Hey Llama_index Team,
I wanted to bring up a concern I've noticed while working with the OpenAI integration in Llama_index.
It seems that when I use the index from my local environment and perform queries, the system makes multiple calls to the OpenAI chat method. As a result, I'm seeing more OpenAI calls being made than intended ( Attaching the code snippet used below). This raises concerns about unnecessary costs incurred due to these extra calls, which I believe is unintentional.
from llama_index import StorageContext, load_index_from_storage
from llama_index.llms import OpenAI
from llama_index import (ServiceContext)
# rebuild storage context
storage_context = StorageContext.from_defaults(persist_dir="./storage")
# load index
index = load_index_from_storage(storage_context)

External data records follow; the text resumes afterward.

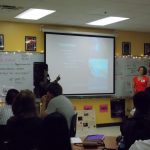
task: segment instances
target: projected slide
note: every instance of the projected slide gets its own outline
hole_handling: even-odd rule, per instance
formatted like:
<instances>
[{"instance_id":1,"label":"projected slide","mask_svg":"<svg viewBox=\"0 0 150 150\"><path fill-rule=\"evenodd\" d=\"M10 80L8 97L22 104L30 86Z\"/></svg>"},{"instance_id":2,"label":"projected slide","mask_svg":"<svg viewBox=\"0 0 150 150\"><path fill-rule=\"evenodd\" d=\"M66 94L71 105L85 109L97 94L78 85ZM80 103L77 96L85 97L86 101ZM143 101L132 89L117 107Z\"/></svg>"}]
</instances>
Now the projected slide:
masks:
<instances>
[{"instance_id":1,"label":"projected slide","mask_svg":"<svg viewBox=\"0 0 150 150\"><path fill-rule=\"evenodd\" d=\"M114 93L114 38L45 33L51 80L60 75L64 94Z\"/></svg>"}]
</instances>

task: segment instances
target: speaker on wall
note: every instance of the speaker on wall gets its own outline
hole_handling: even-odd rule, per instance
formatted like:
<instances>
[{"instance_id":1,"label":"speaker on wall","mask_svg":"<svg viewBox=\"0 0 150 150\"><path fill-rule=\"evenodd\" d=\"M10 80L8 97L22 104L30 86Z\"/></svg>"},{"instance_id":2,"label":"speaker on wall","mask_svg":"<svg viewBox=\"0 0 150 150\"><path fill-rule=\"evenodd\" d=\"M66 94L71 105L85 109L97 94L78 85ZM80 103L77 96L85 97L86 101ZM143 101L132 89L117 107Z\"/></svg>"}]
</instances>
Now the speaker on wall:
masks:
<instances>
[{"instance_id":1,"label":"speaker on wall","mask_svg":"<svg viewBox=\"0 0 150 150\"><path fill-rule=\"evenodd\" d=\"M33 66L33 81L34 86L39 85L44 79L44 62L34 62Z\"/></svg>"},{"instance_id":2,"label":"speaker on wall","mask_svg":"<svg viewBox=\"0 0 150 150\"><path fill-rule=\"evenodd\" d=\"M112 118L125 116L125 99L113 99L110 104Z\"/></svg>"}]
</instances>

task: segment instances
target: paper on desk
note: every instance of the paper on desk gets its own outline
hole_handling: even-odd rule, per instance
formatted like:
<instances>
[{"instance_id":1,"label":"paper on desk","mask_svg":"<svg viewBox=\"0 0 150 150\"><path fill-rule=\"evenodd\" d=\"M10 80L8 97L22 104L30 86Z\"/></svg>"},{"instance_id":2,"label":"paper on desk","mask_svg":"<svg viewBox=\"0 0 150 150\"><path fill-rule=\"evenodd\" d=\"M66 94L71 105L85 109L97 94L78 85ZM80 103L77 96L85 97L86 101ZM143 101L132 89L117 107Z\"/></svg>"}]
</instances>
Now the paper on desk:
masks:
<instances>
[{"instance_id":1,"label":"paper on desk","mask_svg":"<svg viewBox=\"0 0 150 150\"><path fill-rule=\"evenodd\" d=\"M82 140L79 137L71 137L71 143L82 143Z\"/></svg>"}]
</instances>

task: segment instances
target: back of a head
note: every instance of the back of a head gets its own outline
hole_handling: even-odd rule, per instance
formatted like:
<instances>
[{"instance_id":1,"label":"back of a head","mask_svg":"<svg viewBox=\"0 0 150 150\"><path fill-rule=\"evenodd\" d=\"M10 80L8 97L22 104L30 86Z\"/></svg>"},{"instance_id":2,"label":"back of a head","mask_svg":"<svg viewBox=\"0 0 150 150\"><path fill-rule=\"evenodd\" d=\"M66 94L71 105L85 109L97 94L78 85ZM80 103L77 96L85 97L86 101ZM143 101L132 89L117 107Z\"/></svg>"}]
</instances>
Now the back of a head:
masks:
<instances>
[{"instance_id":1,"label":"back of a head","mask_svg":"<svg viewBox=\"0 0 150 150\"><path fill-rule=\"evenodd\" d=\"M12 105L13 100L16 98L18 93L19 93L19 91L16 89L9 89L6 94L6 103L8 105Z\"/></svg>"},{"instance_id":2,"label":"back of a head","mask_svg":"<svg viewBox=\"0 0 150 150\"><path fill-rule=\"evenodd\" d=\"M63 90L59 83L51 82L48 85L47 92L51 93L54 97L56 97L56 96L62 95Z\"/></svg>"},{"instance_id":3,"label":"back of a head","mask_svg":"<svg viewBox=\"0 0 150 150\"><path fill-rule=\"evenodd\" d=\"M15 116L32 114L36 115L35 96L30 90L22 90L12 105Z\"/></svg>"},{"instance_id":4,"label":"back of a head","mask_svg":"<svg viewBox=\"0 0 150 150\"><path fill-rule=\"evenodd\" d=\"M68 125L62 114L49 114L43 121L43 130L44 150L71 150Z\"/></svg>"},{"instance_id":5,"label":"back of a head","mask_svg":"<svg viewBox=\"0 0 150 150\"><path fill-rule=\"evenodd\" d=\"M147 114L150 111L150 99L146 92L139 92L133 96L133 103L139 113Z\"/></svg>"}]
</instances>

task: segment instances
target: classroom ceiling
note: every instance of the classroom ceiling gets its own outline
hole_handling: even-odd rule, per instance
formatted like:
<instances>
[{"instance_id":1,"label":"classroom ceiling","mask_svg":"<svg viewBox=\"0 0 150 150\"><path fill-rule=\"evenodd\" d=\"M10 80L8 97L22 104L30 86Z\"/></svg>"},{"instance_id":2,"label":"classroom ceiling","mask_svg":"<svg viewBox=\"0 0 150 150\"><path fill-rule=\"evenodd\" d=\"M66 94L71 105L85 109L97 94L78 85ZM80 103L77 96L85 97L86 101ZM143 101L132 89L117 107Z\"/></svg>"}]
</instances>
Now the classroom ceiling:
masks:
<instances>
[{"instance_id":1,"label":"classroom ceiling","mask_svg":"<svg viewBox=\"0 0 150 150\"><path fill-rule=\"evenodd\" d=\"M150 0L0 0L0 5L15 6L0 6L0 21L150 32ZM45 8L56 12L37 21L14 18L28 8ZM130 19L104 27L86 24L107 16Z\"/></svg>"}]
</instances>

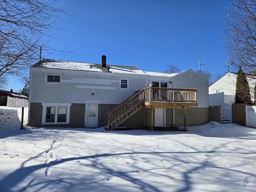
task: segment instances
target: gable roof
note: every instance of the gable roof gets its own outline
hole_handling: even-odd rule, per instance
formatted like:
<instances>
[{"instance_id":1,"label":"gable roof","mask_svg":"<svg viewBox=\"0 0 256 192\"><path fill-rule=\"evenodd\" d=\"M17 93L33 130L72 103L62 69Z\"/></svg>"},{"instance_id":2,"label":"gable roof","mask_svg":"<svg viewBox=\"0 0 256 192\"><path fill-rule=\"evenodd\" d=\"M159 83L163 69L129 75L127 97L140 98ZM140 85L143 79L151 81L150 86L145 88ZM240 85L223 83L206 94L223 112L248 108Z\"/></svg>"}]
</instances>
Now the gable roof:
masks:
<instances>
[{"instance_id":1,"label":"gable roof","mask_svg":"<svg viewBox=\"0 0 256 192\"><path fill-rule=\"evenodd\" d=\"M145 72L136 67L108 64L106 65L106 67L102 67L101 64L50 59L42 60L32 65L31 67L146 75Z\"/></svg>"}]
</instances>

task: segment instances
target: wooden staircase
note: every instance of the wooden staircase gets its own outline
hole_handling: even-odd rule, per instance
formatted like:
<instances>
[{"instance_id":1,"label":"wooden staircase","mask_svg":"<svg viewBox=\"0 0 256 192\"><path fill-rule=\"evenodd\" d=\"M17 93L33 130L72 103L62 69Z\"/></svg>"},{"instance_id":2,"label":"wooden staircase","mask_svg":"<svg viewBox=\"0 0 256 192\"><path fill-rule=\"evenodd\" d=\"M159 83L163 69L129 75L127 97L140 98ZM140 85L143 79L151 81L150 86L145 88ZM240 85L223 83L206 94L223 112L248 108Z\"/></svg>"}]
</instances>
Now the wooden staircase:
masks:
<instances>
[{"instance_id":1,"label":"wooden staircase","mask_svg":"<svg viewBox=\"0 0 256 192\"><path fill-rule=\"evenodd\" d=\"M196 89L156 88L150 86L135 93L107 112L107 130L112 130L144 106L151 108L152 127L153 108L176 108L185 110L198 106ZM186 116L184 110L184 122ZM185 123L184 123L184 127Z\"/></svg>"},{"instance_id":2,"label":"wooden staircase","mask_svg":"<svg viewBox=\"0 0 256 192\"><path fill-rule=\"evenodd\" d=\"M106 114L108 116L107 130L112 130L130 117L143 107L145 92L144 89L125 100Z\"/></svg>"}]
</instances>

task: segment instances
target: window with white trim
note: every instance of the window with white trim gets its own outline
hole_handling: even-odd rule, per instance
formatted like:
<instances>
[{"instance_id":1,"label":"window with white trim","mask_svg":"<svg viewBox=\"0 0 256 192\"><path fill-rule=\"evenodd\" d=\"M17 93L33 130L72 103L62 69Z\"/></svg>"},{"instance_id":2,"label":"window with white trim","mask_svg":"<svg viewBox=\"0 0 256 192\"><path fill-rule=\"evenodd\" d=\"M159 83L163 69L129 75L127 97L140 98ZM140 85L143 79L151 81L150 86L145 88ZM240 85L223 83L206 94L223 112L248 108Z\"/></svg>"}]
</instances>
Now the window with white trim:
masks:
<instances>
[{"instance_id":1,"label":"window with white trim","mask_svg":"<svg viewBox=\"0 0 256 192\"><path fill-rule=\"evenodd\" d=\"M43 104L42 124L69 123L71 104Z\"/></svg>"},{"instance_id":2,"label":"window with white trim","mask_svg":"<svg viewBox=\"0 0 256 192\"><path fill-rule=\"evenodd\" d=\"M129 88L128 84L129 81L128 79L120 78L119 88L120 89L128 89Z\"/></svg>"},{"instance_id":3,"label":"window with white trim","mask_svg":"<svg viewBox=\"0 0 256 192\"><path fill-rule=\"evenodd\" d=\"M47 75L46 82L48 83L60 83L61 76L60 75Z\"/></svg>"}]
</instances>

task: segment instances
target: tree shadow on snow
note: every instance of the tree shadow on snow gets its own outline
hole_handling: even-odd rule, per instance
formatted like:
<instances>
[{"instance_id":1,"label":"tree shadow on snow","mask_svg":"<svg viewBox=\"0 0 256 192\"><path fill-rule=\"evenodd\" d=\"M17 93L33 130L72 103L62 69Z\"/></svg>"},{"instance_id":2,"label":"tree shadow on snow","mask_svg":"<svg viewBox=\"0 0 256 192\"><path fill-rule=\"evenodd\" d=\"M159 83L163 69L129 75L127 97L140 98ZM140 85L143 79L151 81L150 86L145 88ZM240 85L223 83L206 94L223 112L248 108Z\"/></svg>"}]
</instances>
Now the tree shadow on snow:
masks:
<instances>
[{"instance_id":1,"label":"tree shadow on snow","mask_svg":"<svg viewBox=\"0 0 256 192\"><path fill-rule=\"evenodd\" d=\"M208 150L201 151L196 148L193 148L193 147L188 144L187 146L185 146L184 147L190 148L190 150L186 152L180 150L176 152L144 152L132 151L113 154L102 153L68 158L53 161L48 161L46 159L45 163L43 164L39 164L38 162L38 163L35 164L34 163L32 164L33 165L27 165L30 164L27 164L27 163L30 161L36 159L44 153L47 155L50 153L52 150L58 148L58 146L54 146L56 144L56 139L53 140L51 146L48 149L25 161L19 168L10 173L0 181L0 190L12 191L13 187L20 184L20 182L28 176L31 179L30 182L20 189L20 191L25 191L30 188L39 188L38 191L49 189L49 188L51 188L51 190L54 189L55 187L59 189L60 187L60 186L62 185L63 185L62 191L64 192L76 191L78 189L81 190L81 188L79 188L79 186L80 187L82 186L84 191L87 191L86 190L97 191L98 189L98 191L109 191L110 189L110 190L115 189L115 185L118 186L118 183L116 183L114 186L110 186L108 183L110 180L114 180L116 178L125 181L126 184L124 184L124 187L116 189L117 190L116 191L118 190L121 192L133 191L160 192L163 191L163 188L171 188L172 189L172 191L175 192L193 191L197 190L201 191L202 189L195 188L195 178L202 180L208 184L218 184L219 182L220 184L222 184L226 185L229 187L231 186L231 188L229 188L230 191L235 191L236 189L243 187L243 186L241 186L240 184L238 182L238 181L240 180L240 178L236 176L236 173L241 173L240 170L230 169L226 165L220 166L220 164L218 164L220 162L216 162L216 160L214 160L214 157L217 155L220 155L222 153L229 153L230 154L241 153L237 151L223 151L222 149L222 148L227 148L227 146L210 146ZM184 145L184 143L180 144ZM246 155L246 153L242 153L242 155ZM195 154L198 154L195 156L195 158L198 158L198 159L190 159L190 161L187 160L187 157ZM149 156L149 155L150 156ZM145 156L149 159L145 158ZM126 158L129 158L134 162L132 170L128 170L126 167L123 169L122 167L116 167L114 164L111 166L107 163L108 158L111 157L117 159L123 157ZM137 161L144 165L143 168L142 168L141 164L136 164ZM165 162L164 163L166 164L169 162L170 165L168 167L163 167L162 164ZM66 168L66 166L65 168L58 167L62 164L70 164L71 162L73 164L73 166L69 164L67 168ZM123 163L124 166L128 166L126 162ZM243 165L240 165L243 166ZM62 173L61 176L55 175L48 180L40 179L40 178L36 178L35 177L32 178L32 177L33 172L41 169L44 169L45 171L44 175L40 177L45 178L48 176L50 168L56 167L59 169L63 169L63 171L60 172ZM72 168L76 168L78 169L74 172L72 172L72 169L70 169L66 174L63 173L65 172L66 168L71 168L72 167ZM90 171L85 172L83 171L83 167L84 167L85 170L88 170ZM168 169L166 170L164 169ZM80 171L80 174L78 175L78 170ZM164 171L162 171L163 170ZM207 171L208 170L210 170ZM202 173L202 172L204 172ZM146 173L146 177L137 176L138 174L144 172ZM249 173L246 173L246 175L256 178L255 174ZM38 177L38 175L37 175ZM105 176L102 177L102 175ZM177 175L181 176L177 177ZM204 178L198 178L196 175L198 177L198 175L204 175ZM230 176L232 176L232 179L230 179ZM163 182L161 179L149 182L147 177L150 176L157 178L162 178L165 181L169 181L169 182ZM92 186L94 186L95 188L92 189ZM208 191L211 191L211 188L208 190ZM223 191L225 191L225 190Z\"/></svg>"}]
</instances>

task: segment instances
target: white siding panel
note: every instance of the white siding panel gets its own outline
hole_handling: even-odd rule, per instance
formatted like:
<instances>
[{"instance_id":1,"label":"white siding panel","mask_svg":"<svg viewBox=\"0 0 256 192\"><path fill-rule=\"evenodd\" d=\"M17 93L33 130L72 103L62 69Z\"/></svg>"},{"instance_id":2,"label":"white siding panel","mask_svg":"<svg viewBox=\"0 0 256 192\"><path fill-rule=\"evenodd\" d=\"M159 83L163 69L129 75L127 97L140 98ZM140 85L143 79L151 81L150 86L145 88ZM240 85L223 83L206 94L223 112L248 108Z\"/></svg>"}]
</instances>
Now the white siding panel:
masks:
<instances>
[{"instance_id":1,"label":"white siding panel","mask_svg":"<svg viewBox=\"0 0 256 192\"><path fill-rule=\"evenodd\" d=\"M34 68L31 68L31 74L30 102L86 103L88 101L97 100L100 102L98 103L118 104L136 91L148 86L148 76L141 74ZM46 83L45 74L61 74L62 83ZM120 78L129 79L128 90L119 89ZM88 79L90 80L86 81ZM99 84L91 83L93 79ZM108 82L107 85L105 82ZM108 89L102 89L104 87ZM85 88L80 88L82 87Z\"/></svg>"},{"instance_id":2,"label":"white siding panel","mask_svg":"<svg viewBox=\"0 0 256 192\"><path fill-rule=\"evenodd\" d=\"M197 89L198 107L209 107L208 80L192 71L192 76L189 76L189 70L173 77L174 88Z\"/></svg>"}]
</instances>

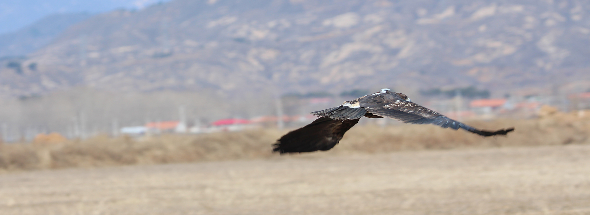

llm = OpenAI(model="gpt-3.5-turbo", temperature=0, max_tokens=256)
service_context = ServiceContext.from_defaults(llm=llm)
print("querying the index.")
query_engine = index.as_query_engine(service_context=service_context)
res = query_engine.query("What did the author do after his time at Y Combinator?")
print(res)
I wanted to bring this to your attention because it seems to be affecting the cost-efficiency of using Llama_index in my workflow. I would greatly appreciate it if you could look into this matter and potentially optimize the way the OpenAI integration is being used to avoid these extra calls.
I'm happy to offer my assistance in contributing to the resolution of this issue. If you could provide me with the necessary context, I'd be more than willing to help identify the root cause and work on implementing a solution.